Finalement, à l'aube de des cinquante ans, le projet commence à prendre forme, à devenir concret.
Mais je ne suis qu'au début de mes surprises car il était dit que ce voyage prendrait une tournure incroyable.
Commencer par la fin ?
Pour fêter mes cinquante ans, la femme de ma vie m'organise une surprise de taille ! Connaissant mon projet, elle m'invite à me rendre à l'aéroport pour un voyage surprise et nous nous envolons pour Saint-Jacques pour y passer un weekend à deux.
Je découvre donc le point final de mon futur pélerinage. Et c'est pour nous deux une expérience à la hauteur de mes espérances. La ville est splendide et nous partageons des moments intenses dans ses ruelles pleines de vie où se cotoyent en parfaite harmonie touristes, pélerins, étudiants et locaux .
La présence bienfaisante de l'apôtre est partout.

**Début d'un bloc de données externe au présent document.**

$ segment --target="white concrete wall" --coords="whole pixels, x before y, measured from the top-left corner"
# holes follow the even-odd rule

On se sent bien, on se sent libres, on se sent heureux.
Le jour du départ
Finalement, en Avril 2017, je prends le train de Bruxelles à Bayonne pour une semaine de marche sur le chemin de Compostelle.

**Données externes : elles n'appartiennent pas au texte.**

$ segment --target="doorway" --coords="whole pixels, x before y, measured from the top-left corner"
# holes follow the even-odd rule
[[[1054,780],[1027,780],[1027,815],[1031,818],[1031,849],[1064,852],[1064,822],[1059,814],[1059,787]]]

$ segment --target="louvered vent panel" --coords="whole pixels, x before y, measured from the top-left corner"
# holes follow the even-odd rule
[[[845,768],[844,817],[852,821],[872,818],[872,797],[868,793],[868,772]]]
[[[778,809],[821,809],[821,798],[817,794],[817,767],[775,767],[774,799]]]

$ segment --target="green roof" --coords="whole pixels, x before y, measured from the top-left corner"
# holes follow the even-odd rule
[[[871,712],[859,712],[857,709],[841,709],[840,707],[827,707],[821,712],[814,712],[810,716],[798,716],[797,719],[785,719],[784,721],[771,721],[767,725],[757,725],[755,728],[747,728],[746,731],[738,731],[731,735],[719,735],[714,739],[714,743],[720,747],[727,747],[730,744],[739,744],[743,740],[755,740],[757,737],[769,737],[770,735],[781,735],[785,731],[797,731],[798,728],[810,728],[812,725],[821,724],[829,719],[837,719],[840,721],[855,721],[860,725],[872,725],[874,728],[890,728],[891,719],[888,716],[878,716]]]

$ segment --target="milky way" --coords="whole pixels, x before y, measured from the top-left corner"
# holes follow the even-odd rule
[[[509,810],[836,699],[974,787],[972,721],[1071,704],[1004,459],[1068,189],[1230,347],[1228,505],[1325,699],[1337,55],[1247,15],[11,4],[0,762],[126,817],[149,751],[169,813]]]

Je parcours les premiers 120 km de mon cheminement, heureux et perdu à la fois. La douleur et la fatigue m'aident à me déconnecter de ma vie d'avant. Car il y a un avant et un après le Camino. Plongé dans l'instant présent, j'avance pas à pas, en suivant les autres pélerins.
Aventure humaine s'il en est, le pélerinage est fait de rencontres furtives, de sourires, de pleurs, d'entre-aides, d'échange. Je cotoie une faune tellement diverse qu'il m'est impossible de définir la notion de pélerin.
Le silence
Le cinquième jours de marche est pour moi le plus dur. Parti de bonne heure, j'ai prévu de parcourir 30 km. Et puis, à la moitié de mon parcours, j'arrête de penser...
Pendant presque deux heures, la petite voix qui m'accompagne depuis toujours se tait. Je n'ai plus conscience que de mon corp en souffrance et de la nature qui m'entoure. Je ne sens plus le vent piquant, ni le soleil brûlant. J'oublie mes angoisses existentielles et mes doutes, je libère mes certitudes et mes valeurs. Mon monde est silencieux. Je ressens uniquement la vie, l'appartenance à quelque chose de plus grand et d'immensement puissant.
Cette expérience unique vaut toute les privations et il m'arrive de temps en temps à faire resurgir ce sentiment d'étrange pleinitude, profondémment inscrit dans ma chair.
Ce soir là, j'ai participé à la messe des pélerins avec deux sud-coréens, trois américains, un couple de néo-zélandais et quelques italiens, avant d'aller diner ensemble dans une petite brasserie qui propose un menu pour pélerins à 12 euros. Nous avons probablement vécu la même chose durant cette étape car les visages sont rayonnants. Personne n'en parle mais tout le monde semble savoir.
Après une nuit sans rêve, je suis le premier à me remettre en route. Au bout de mes quatre heures de marche, je décide d'abandonner les auberges pour pelerins pour le comfort rustique d'un hôtel deux étoiles. Je profite d'une vrai salle de bain et d'un lit un peu convenable lorsque Laura m'appelle pour m'annoncer que je vais devenir grand-père.
Certain n'y verront qu'une simple coincidence, mais il me plait à croire que ce petit garçon qui va chambouler ma vie n'est pas le fruit du hasard.